Mortgage seekers are increasingly turning to joint applications to secure their dream homes. But why are they doing it, and what does it mean for the future of mortgage lending?
Mortgage Seekers Buddy Up: The Rise of Joint Credit Applications
Photo by Bruno Souza on Unsplash

Mortgage Seekers Turning to Joint Applications in Growing Numbers

As the UK’s mortgage landscape continues to evolve, a new trend is emerging: mortgage seekers are increasingly turning to joint applications to secure their dream homes. According to recent research from Equifax UK, a significant proportion of borrowers are opting to apply for mortgages with someone other than their partner.

The study, which surveyed 2,000 adults in the UK, found that while credit cards and personal loans are often applied for alone, mortgages are more likely to be applied for with a partner. However, a notable 17% of respondents who had already or planned to take out a mortgage had or would do so with someone other than their partner.

But why are mortgage seekers turning to joint applications? The answer lies in the changing affordability landscape in the UK. With average income to house price ratios widening, consumers are being forced to think outside the box when it comes to credit.

“The affordability landscape in the UK has shifted, and consumers are increasingly thinking outside the box about how they use credit to achieve their goals,” says Craig Tebbutt, Chief Strategy & Innovation Officer at Equifax UK. “Spouses have long been our ‘go-to’ credit partners, particularly for larger loans like a mortgage, but this won’t be an option for everyone. Responsible borrowing alongside wider family and even friends unlocks more options to boost financial inclusion.”

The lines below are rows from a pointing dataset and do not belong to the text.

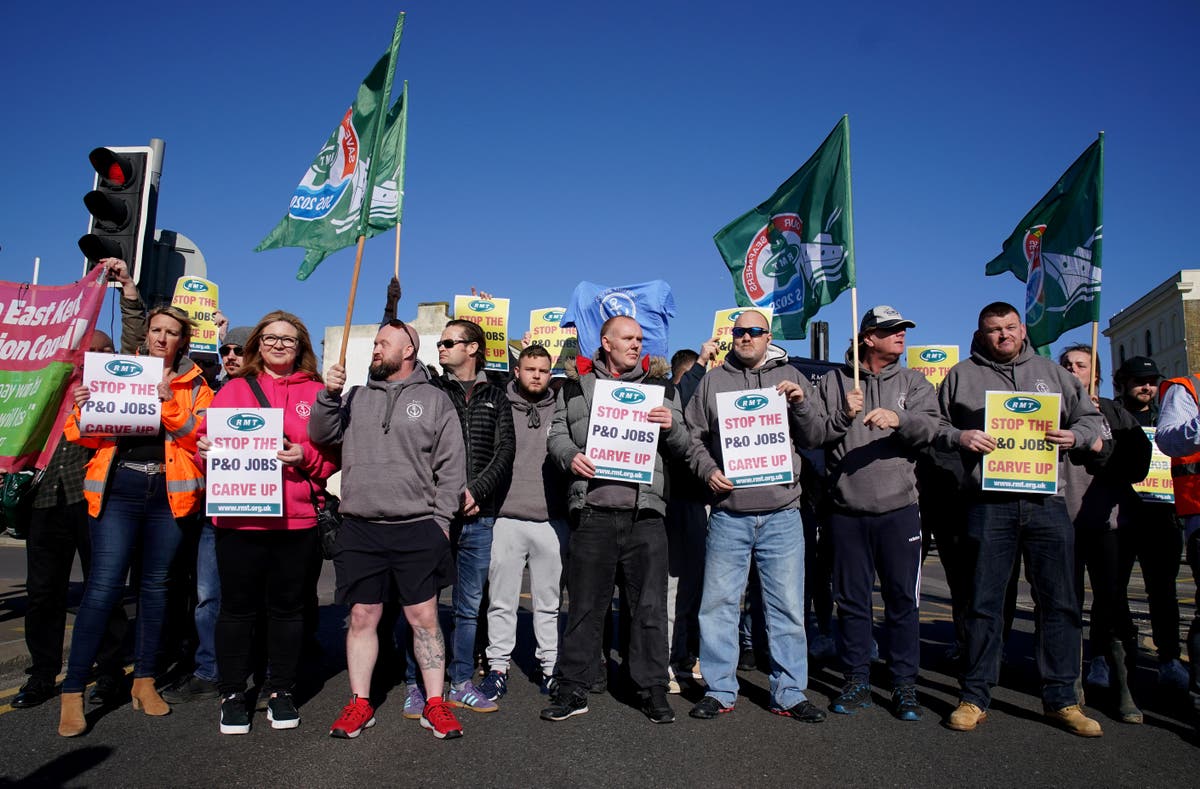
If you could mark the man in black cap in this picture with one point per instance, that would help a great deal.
(1150, 534)
(877, 421)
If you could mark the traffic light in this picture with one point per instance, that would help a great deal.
(121, 204)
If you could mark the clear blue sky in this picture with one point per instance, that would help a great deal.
(556, 142)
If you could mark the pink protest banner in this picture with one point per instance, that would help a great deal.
(45, 331)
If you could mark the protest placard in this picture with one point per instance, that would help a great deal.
(492, 315)
(933, 361)
(45, 331)
(124, 395)
(559, 341)
(622, 443)
(198, 297)
(1158, 485)
(756, 447)
(723, 330)
(245, 477)
(1024, 459)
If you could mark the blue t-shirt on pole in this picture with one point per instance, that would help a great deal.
(649, 303)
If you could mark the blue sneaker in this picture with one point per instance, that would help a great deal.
(414, 702)
(495, 686)
(469, 697)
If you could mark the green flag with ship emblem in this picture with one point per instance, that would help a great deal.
(331, 205)
(1056, 252)
(795, 253)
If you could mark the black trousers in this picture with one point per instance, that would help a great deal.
(55, 535)
(601, 542)
(261, 570)
(1151, 536)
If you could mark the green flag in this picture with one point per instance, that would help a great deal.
(796, 252)
(1056, 251)
(388, 174)
(331, 204)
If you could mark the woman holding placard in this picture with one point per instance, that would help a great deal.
(270, 562)
(137, 487)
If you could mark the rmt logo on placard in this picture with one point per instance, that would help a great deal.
(628, 396)
(1021, 404)
(124, 368)
(246, 422)
(933, 355)
(750, 402)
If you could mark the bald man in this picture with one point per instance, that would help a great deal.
(616, 524)
(754, 519)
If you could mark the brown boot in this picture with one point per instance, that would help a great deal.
(71, 721)
(145, 698)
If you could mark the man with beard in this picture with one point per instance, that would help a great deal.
(403, 469)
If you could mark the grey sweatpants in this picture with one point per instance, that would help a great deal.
(543, 544)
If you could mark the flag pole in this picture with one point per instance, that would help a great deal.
(397, 252)
(349, 305)
(853, 315)
(1096, 337)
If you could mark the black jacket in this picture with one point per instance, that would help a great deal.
(486, 420)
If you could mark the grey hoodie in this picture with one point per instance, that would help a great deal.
(535, 489)
(805, 420)
(402, 452)
(963, 397)
(569, 437)
(874, 470)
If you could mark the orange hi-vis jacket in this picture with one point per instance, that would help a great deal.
(181, 416)
(1186, 470)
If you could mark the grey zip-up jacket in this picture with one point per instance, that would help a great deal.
(961, 397)
(874, 470)
(402, 452)
(805, 423)
(569, 437)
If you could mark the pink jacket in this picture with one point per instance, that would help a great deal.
(295, 395)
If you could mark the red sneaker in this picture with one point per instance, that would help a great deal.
(357, 715)
(439, 720)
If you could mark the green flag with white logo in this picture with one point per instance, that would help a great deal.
(330, 206)
(1056, 251)
(795, 253)
(388, 174)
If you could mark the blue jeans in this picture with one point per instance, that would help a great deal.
(135, 512)
(473, 558)
(999, 528)
(208, 603)
(775, 540)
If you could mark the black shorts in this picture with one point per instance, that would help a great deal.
(381, 562)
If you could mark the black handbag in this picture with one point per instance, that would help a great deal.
(329, 519)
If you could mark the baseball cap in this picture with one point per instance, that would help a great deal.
(883, 317)
(1139, 367)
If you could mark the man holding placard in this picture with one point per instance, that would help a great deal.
(1003, 523)
(875, 523)
(610, 432)
(745, 420)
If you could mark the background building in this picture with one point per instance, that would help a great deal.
(1164, 325)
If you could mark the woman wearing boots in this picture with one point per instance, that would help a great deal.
(1095, 480)
(136, 488)
(271, 562)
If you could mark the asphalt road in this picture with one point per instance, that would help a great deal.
(613, 744)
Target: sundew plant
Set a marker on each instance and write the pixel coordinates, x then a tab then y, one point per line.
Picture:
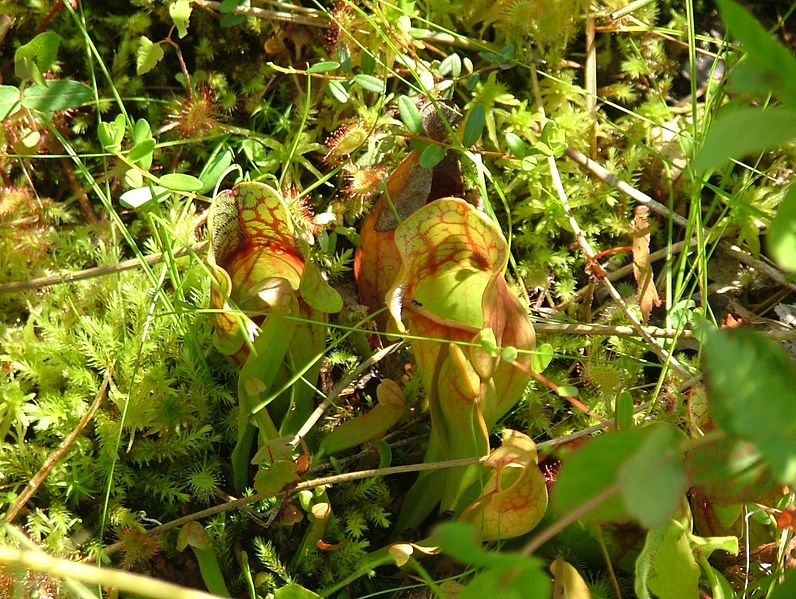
407	298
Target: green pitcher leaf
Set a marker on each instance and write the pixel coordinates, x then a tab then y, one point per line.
514	498
372	425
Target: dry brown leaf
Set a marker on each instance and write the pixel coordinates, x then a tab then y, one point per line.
648	297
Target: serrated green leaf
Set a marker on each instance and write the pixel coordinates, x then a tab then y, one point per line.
9	101
474	126
431	156
38	55
148	55
324	66
369	83
750	383
56	96
180	13
410	115
181	182
782	232
741	131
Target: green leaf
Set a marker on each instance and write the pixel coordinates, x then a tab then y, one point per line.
750	383
623	410
516	145
666	565
141	131
431	156
324	66
787	589
782	232
772	66
459	541
452	65
410	115
141	150
112	134
148	55
738	132
56	96
9	101
517	576
141	196
474	126
653	480
370	83
215	169
180	13
181	182
294	591
338	91
542	357
35	57
317	292
592	469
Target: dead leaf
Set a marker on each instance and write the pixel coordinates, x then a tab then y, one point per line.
648	297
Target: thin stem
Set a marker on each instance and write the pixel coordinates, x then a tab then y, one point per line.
570	518
584	244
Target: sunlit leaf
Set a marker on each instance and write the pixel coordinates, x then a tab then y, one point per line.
149	54
9	101
180	13
782	232
653	480
410	115
750	384
369	83
181	182
514	497
324	66
473	126
391	407
36	56
738	132
55	96
141	196
666	565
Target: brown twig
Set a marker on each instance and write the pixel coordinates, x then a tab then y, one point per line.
299	15
59	452
584	244
97	271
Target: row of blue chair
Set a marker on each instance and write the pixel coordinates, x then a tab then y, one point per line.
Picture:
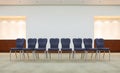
65	42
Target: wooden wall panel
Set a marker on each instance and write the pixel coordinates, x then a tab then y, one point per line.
5	45
114	45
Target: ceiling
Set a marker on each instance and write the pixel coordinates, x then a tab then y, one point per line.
59	2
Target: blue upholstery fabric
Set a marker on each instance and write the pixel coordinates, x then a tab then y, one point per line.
42	42
65	44
77	44
88	44
100	44
54	42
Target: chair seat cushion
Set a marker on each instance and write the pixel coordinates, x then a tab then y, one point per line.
53	49
66	49
16	49
91	49
103	49
79	49
40	49
27	49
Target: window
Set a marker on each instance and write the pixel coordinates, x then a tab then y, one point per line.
12	27
107	27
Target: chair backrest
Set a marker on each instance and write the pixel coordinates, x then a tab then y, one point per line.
32	43
20	43
87	43
99	43
42	42
65	42
77	42
54	42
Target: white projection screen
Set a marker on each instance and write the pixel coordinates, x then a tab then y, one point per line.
107	27
12	27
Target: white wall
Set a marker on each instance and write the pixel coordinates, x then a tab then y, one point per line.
60	21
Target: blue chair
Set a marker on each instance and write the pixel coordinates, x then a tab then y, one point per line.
77	42
66	46
100	45
42	42
19	46
31	47
88	46
54	43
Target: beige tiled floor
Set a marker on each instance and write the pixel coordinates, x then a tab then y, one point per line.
59	66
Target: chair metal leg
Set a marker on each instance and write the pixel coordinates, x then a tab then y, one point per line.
61	54
103	54
20	55
86	52
10	55
109	55
28	55
70	56
99	54
96	55
33	52
74	53
91	55
50	56
23	55
16	54
58	55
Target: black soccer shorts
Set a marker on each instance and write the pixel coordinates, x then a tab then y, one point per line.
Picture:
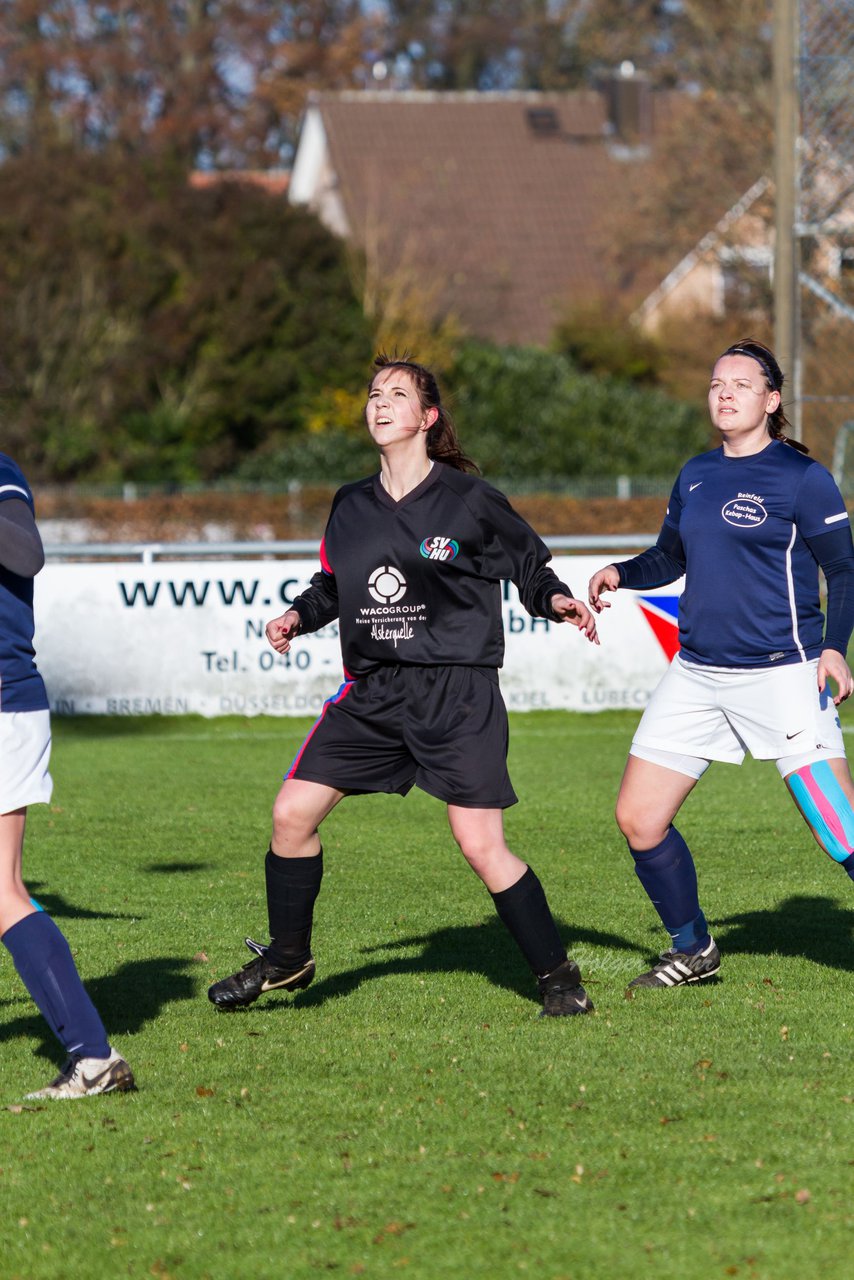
442	728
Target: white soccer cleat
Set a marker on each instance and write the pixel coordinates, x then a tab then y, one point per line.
83	1077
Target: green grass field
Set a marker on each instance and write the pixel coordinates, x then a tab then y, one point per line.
409	1114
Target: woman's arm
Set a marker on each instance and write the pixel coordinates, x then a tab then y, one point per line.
21	549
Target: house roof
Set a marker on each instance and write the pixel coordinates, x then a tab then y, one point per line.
493	201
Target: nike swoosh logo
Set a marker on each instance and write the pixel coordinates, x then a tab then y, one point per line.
90	1082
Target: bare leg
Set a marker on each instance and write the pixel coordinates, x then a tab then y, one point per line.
651	796
14	899
649	799
297	812
480	835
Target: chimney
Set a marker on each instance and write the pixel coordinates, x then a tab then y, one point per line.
629	99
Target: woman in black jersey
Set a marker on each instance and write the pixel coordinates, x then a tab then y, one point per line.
749	525
411	566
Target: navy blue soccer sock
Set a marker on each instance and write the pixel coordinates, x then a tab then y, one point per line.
668	876
45	964
292	887
525	913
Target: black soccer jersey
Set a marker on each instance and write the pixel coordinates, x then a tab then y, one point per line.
418	581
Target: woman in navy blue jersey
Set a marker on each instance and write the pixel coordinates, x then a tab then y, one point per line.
40	952
748	525
411	567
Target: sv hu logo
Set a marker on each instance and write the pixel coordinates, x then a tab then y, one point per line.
387	585
439	548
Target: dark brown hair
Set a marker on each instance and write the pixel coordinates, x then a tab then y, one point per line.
442	440
773	376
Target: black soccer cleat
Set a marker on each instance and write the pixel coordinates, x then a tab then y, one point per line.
256	977
562	992
676	969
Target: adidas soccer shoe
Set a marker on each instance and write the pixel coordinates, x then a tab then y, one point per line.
562	992
256	977
83	1077
676	969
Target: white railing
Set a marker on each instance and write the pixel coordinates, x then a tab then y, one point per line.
150	552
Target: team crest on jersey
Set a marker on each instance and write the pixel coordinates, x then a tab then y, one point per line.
744	511
439	548
387	584
662	615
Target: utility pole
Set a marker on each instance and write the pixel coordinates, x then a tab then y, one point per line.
786	259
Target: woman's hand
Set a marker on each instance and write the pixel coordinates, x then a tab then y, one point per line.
566	609
832	666
281	631
604	580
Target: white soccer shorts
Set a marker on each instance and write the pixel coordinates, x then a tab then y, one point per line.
24	759
718	713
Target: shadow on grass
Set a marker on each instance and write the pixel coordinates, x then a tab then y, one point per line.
126	1000
485	949
816	928
58	906
177	868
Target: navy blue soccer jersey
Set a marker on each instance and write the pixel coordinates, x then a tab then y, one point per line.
745	524
21	685
418	581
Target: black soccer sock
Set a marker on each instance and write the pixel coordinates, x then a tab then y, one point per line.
525	913
292	887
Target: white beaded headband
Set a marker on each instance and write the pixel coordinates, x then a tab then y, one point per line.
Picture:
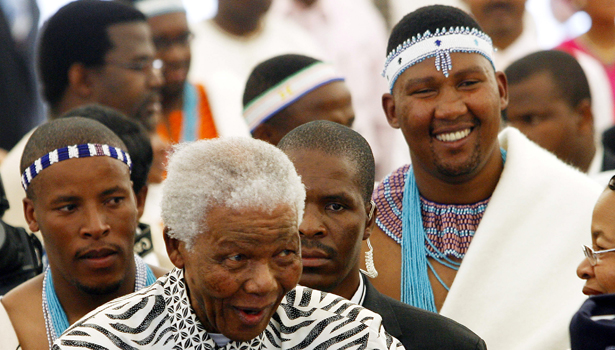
153	8
440	44
288	91
70	152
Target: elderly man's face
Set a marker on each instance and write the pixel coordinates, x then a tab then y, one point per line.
240	268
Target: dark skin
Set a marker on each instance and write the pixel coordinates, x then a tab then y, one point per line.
241	17
76	214
425	105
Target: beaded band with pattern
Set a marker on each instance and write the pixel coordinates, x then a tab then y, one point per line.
439	45
288	91
70	152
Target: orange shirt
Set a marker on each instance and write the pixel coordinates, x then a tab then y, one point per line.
206	126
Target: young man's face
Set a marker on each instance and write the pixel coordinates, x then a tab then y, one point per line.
600	279
172	40
539	111
450	123
87	214
127	81
335	221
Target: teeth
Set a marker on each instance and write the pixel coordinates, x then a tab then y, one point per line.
454	136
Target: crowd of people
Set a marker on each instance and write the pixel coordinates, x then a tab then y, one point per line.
282	176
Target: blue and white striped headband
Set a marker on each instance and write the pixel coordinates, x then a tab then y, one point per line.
439	45
70	152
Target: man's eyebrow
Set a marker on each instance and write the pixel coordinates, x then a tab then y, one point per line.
416	81
65	199
112	190
469	70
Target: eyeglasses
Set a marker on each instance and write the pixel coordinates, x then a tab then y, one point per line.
139	66
163	44
593	256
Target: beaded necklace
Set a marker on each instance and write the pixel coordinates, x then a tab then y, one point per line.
417	246
56	321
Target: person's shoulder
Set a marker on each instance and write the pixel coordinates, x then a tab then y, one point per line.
158	271
23	306
25	298
428	330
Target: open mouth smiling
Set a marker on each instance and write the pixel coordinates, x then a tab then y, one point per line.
454	136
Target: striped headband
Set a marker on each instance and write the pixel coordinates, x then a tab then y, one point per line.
287	92
70	152
440	44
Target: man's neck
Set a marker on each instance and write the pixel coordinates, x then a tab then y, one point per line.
77	303
348	287
468	189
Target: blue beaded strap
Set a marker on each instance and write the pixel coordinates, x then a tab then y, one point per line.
190	120
56	321
415	286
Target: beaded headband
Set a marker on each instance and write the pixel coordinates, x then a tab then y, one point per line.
153	8
287	92
440	44
70	152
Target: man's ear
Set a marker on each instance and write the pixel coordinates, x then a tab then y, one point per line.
264	132
140	197
30	215
586	117
174	249
79	80
388	105
502	82
370	223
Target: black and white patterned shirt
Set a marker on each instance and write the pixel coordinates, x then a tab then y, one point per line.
160	317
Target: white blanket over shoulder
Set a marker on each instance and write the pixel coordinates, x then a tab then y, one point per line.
8	338
517	287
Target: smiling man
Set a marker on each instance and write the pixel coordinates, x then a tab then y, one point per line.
232	208
79	195
462	231
337	167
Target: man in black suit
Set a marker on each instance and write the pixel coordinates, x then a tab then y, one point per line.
337	167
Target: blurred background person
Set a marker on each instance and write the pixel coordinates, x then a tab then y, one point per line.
227	47
21	106
353	35
555	110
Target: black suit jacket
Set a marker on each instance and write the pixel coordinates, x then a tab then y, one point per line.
417	328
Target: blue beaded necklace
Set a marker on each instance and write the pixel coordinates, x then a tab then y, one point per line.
56	321
415	286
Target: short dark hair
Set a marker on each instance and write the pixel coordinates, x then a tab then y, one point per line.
567	74
77	33
61	133
336	140
272	71
429	18
133	135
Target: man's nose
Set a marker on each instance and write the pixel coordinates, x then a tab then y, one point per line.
312	225
585	270
450	104
95	223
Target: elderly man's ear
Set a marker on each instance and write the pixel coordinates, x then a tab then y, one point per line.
173	249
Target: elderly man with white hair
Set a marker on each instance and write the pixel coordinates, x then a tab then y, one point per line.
231	209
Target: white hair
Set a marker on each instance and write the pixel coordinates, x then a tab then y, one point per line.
235	173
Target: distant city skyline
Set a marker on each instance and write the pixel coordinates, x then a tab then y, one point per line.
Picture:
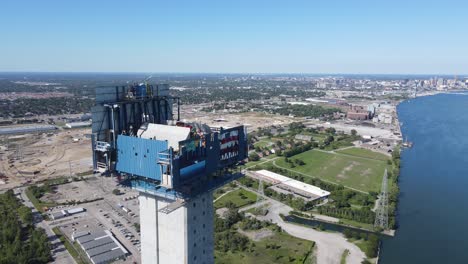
332	37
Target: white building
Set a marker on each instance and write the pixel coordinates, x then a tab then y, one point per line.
77	124
295	186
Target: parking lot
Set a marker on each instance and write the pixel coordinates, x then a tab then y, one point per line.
116	213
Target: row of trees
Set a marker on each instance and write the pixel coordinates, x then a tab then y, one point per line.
48	106
363	215
313	111
20	241
394	191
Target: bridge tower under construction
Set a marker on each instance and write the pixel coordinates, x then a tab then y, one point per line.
174	165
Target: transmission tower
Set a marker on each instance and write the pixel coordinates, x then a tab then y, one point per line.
381	214
19	152
260	208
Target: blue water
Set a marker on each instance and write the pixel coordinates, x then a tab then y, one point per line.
433	207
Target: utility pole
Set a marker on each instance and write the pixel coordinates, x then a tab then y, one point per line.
381	214
69	165
260	209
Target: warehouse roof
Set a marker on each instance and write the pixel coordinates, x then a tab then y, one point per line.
26	129
173	134
280	179
100	245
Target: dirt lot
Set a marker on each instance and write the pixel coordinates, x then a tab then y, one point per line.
36	157
252	120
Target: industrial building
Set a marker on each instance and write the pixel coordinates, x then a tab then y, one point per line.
77	124
100	246
26	129
174	165
66	212
299	188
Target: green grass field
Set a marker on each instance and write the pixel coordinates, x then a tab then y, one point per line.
239	197
263	143
287	249
365	153
352	171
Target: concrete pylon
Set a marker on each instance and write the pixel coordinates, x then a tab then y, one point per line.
182	236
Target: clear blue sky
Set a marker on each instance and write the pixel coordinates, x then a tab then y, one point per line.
310	36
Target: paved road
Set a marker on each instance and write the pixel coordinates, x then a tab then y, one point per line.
330	246
59	252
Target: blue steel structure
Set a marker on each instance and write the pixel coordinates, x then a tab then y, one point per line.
199	163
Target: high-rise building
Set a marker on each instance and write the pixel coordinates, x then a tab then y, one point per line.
174	165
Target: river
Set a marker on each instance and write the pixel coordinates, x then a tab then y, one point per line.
433	205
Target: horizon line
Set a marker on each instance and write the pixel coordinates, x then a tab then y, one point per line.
232	73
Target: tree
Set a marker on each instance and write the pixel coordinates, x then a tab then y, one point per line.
26	215
330	130
254	157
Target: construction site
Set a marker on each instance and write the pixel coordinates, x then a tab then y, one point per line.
38	155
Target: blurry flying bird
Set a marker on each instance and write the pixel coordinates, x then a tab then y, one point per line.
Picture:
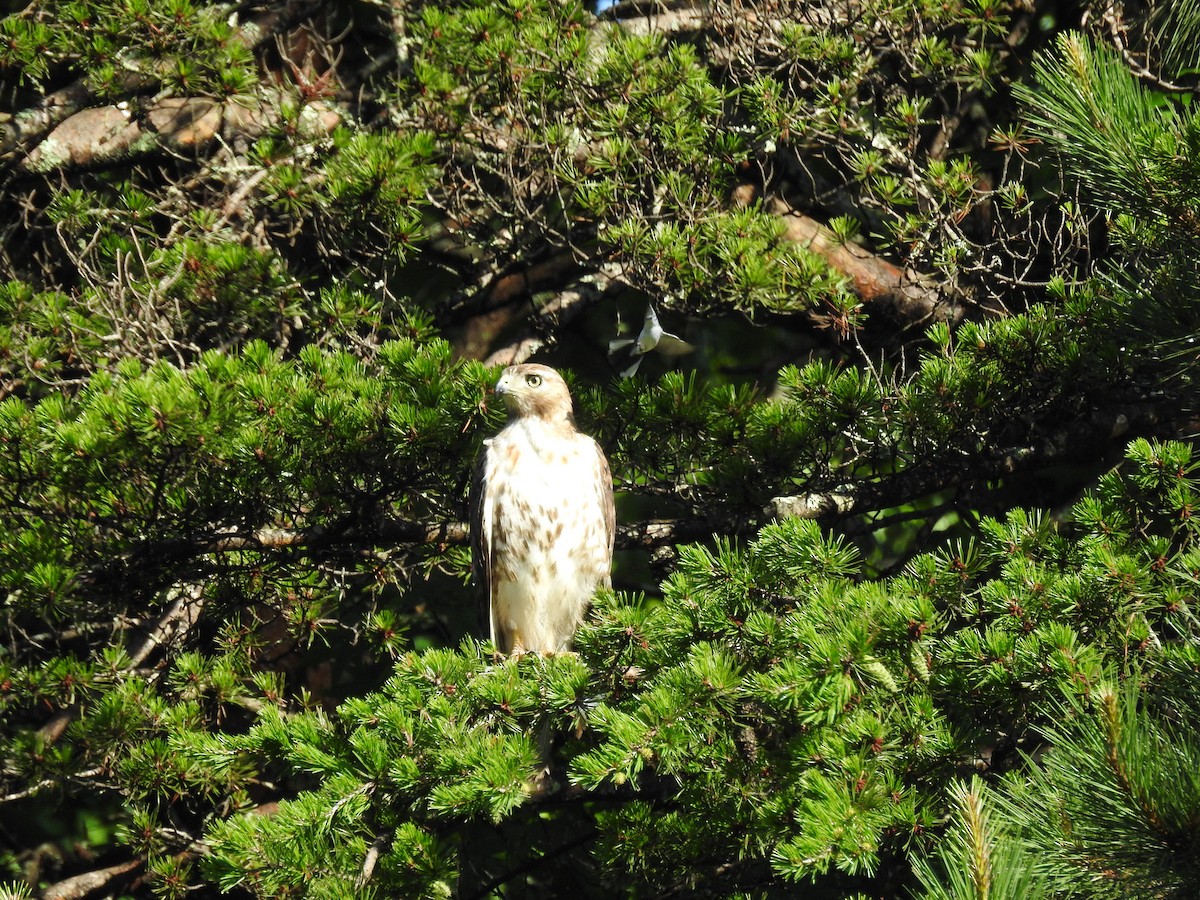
627	352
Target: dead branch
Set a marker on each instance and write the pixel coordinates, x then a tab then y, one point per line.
81	886
113	135
906	297
19	136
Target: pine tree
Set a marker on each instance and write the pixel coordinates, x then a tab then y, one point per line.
907	545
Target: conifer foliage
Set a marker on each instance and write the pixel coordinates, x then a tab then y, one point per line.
909	546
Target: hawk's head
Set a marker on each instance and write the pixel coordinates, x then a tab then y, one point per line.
535	390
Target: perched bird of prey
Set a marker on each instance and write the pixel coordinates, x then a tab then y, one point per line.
627	352
543	521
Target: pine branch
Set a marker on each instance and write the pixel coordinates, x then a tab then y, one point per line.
107	136
28	127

Image: Credit scores play a significant role in mortgage applications

For many, the decision to apply for a mortgage with someone other than their partner is driven by a desire to build credit history. Almost a quarter of respondents cited this as the primary reason for their decision.

Image: Joint credit applications are becoming increasingly popular

But what does this trend mean for the future of mortgage lending? As consumers become more open-minded about who they pair up with for joint credit applications, lenders will need to adapt to meet their changing needs.

Image: Mortgage applications are becoming increasingly complex

As the UK’s mortgage market continues to evolve, one thing is clear: joint credit applications are here to stay. Whether you’re a first-time buyer or a seasoned homeowner, understanding the benefits and risks of joint applications is crucial in today’s mortgage landscape.

By exploring the reasons behind this growing trend and examining the implications for lenders and borrowers alike, we can gain a deeper understanding of the complex and ever-changing world of mortgage lending.


This article was written based on a study by Equifax UK, which found that mortgage seekers are increasingly turning to joint applications to secure their dream homes. The study surveyed 2,000 adults in the UK and found that while credit cards and personal loans are often applied for alone, mortgages are more likely to be applied for with a partner. However, a notable 17% of respondents who had already or planned to take out a mortgage had or would do so with someone other than their partner. The article explores the reasons behind this trend and examines the implications for lenders and borrowers alike.